One paper in particular that was fascinating to me was The Shattered Gradients Problem: If ResNets are the answer, then what is the question? by David Balduzzi, et al. Residual networks (ResNets) have allowed the number of layers in a network to increase significantly. The question is: why are deep ResNets more effective than other architectures? In trying to answer this question, the authors discovered what they call the shattered gradients problem.
In deep neural networks, it was recognized by Kaiming He et al., in their paper Delving Deep into Rectifiers: Surpassing Human-Level Performance on ImageNet Classification, that if a neural network was not properly initialized, then the size of the gradients would either explode or vanish. This stops the training of the neural network. However, in addition to the vanishing and exploding gradient problems, the shattered gradient problem also affects training.
The shattered gradient problem is the tendency for gradients to resemble white noise, sampled from a normal distribution. When this happens, the gradient will randomly update, instead of in an optimal direction. The authors showed that ResNets have gradients that approach white noise more slowly, thus allowing the gradients to more effectively train.
Solving Unsolved Problems
I have always loved solving problems. It’s what drew me to mathematics and a Ph.D. It’s what draws me to deep learning. A key component of solving problems, though, is having a strong understanding of basic tools. Deep Learning Part II helped me build up and understand the basic tools of deep learning. Most importantly, it helped me learn how to read academic papers on deep learning and then implement them. My future goals contain problems that have not been solved yet, so this ability is necessary as I look to solve them.
In the longer term, I’m interested in using deep learning techniques to help preserve indigenous languages. The cultures of Native American tribes and First Nations have been devastated over the past several hundred years. The cultural traditions are in danger of being lost – in particular, the languages.
In many languages, several generations have gone by without learning the language, so they are in danger of ceasing to be living languages. Part of this desire for preservation stems from my own inability to speak Navajo and my desire for my children to speak it.
My ultimate goal would be to develop software and models that could be controlled by each individual tribe. My hope is that these models and software will be used not only to preserve the languages, but to revitalize them.
There are several steps that I currently envision to accomplish this. First, the creation of a speech-to-text model. This first-step model will be used to ease the burden of transcription. If it goes according to plan, audio will be transcribed more quickly. This transcribed audio will be used to further improve the model.

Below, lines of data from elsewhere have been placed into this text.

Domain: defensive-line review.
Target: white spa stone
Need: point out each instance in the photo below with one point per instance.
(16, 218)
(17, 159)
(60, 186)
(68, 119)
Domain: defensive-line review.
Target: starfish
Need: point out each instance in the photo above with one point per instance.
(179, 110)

Second, I envision moving towards a speech to speech model. This speech to speech model, if successful, could be incorporated into other software to aid in teaching.

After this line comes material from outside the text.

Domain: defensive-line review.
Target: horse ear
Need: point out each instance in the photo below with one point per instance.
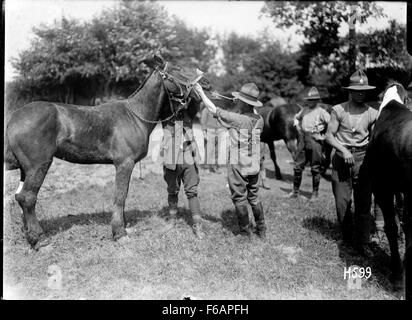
(158, 59)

I would like to document and refine the process so that I can apply the methods to help revitalize other indigenous languages. I would also like the project to be open source, so that others can use what was learned for other languages.
Ultimately, it would be something similar to Google Translate. The main challenge for this project is the small training sets that are available, but I see this difficulty as a challenge and an opportunity.
Shawn is a Diversity Fellow at University of San Francisco (USFCA) Data Institute. He joined the US Army as an airborne infantryman and served two deployments in support of Operation Iraqi Freedom. After being honorably discharged, he graduated Massachusetts Institute of Technology with a degree in mathematics, then earned his Ph.D. at the University of California at Santa Cruz. His love of problem solving, exhibited by his studies in mathematics, led him to his work in deep learning.